After graduation one of Fernández Queimadelos’ teachers Modesto López Otero offered her to work in the project of Devastated Regions of Madrid where she worked as an architect  from 1941 in 1946. At the same time she worked as a freelance architect for the Crist real estate agency in Murcia and in Madrid. Fernández Queimadelos is considered the first freelance architect in Spain.

After the birth of her third daughter, Elena, in December 1947, she interrupted her professional practice for eight years. In 1955 Fernández Queimadelos settled in Murcia with her husband and children. There she opened a studio and worked as a provincial architect building schools from 1960 to 1967. From 1962 to 1967 Fernández Queimadelos worked as a Municipal Architect of Mula.

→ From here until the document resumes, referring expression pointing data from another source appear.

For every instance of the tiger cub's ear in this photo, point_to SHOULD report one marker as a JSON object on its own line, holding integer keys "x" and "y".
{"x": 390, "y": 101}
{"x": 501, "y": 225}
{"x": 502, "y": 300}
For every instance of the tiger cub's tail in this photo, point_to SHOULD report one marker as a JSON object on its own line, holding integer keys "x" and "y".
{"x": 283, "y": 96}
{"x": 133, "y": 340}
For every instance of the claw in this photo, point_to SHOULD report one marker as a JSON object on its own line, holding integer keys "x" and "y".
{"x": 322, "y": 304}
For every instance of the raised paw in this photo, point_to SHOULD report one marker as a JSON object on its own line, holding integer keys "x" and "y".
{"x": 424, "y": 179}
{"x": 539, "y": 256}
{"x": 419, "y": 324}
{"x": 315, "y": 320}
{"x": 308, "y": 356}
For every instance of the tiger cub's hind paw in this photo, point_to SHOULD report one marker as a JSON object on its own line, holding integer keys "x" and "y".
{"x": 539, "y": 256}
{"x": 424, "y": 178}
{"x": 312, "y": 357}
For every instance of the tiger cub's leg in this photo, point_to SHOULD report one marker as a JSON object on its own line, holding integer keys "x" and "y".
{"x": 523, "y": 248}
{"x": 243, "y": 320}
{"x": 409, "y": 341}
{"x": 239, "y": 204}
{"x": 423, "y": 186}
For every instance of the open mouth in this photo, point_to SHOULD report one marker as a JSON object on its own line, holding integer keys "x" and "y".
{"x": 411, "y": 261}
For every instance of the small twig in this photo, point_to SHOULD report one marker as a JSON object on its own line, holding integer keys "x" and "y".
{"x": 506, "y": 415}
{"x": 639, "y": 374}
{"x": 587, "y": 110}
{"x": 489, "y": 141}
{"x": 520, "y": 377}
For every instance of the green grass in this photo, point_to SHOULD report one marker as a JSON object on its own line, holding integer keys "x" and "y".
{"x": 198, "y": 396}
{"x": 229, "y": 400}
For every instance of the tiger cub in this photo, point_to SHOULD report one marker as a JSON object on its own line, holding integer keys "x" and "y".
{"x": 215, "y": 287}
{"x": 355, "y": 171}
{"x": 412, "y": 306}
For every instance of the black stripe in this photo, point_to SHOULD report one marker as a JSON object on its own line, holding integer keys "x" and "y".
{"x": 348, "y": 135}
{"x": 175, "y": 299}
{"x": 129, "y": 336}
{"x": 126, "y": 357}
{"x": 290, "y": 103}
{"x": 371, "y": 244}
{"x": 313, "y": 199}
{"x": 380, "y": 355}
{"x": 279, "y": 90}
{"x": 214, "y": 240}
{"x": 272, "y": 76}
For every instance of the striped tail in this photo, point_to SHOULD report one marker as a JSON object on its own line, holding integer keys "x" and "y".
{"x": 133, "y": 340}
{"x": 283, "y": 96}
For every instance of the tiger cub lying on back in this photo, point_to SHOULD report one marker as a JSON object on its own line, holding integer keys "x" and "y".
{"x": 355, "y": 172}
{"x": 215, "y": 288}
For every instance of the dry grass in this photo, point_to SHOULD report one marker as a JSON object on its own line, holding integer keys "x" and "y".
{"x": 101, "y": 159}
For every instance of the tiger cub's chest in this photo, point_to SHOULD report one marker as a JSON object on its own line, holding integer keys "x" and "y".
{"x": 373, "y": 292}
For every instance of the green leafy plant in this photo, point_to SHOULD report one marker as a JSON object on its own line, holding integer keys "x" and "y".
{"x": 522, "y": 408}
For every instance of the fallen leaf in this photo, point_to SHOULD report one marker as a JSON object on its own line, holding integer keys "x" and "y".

In 1973, Fernández Queimadelos moved to Barcelona where her husband obtained the position of Professor of Applied Inorganic Chemistry at the Faculty of Pharmacy at the Central University of Barcelona. There she stopped her professional practice, except for some sporadic projects, retiring in 1979.

Rita Fernández Queimadelos died on 26 September 2008 in Barcelona at the age of 97.

== Personal life ==
In May 1942, Rita Fernández Queimadelos married Vicente Iranzo Rubio, a graduate of the Faculty of Science of the Central University of Madrid. They had six children: Vicente (1943), Rita (1945), Elena (1947), Dolores (1948), the fourth daughter who dies shortly after birth (1949) and Pilar (1952). Fernández Queimadelos’ daughter Elena died in 2004.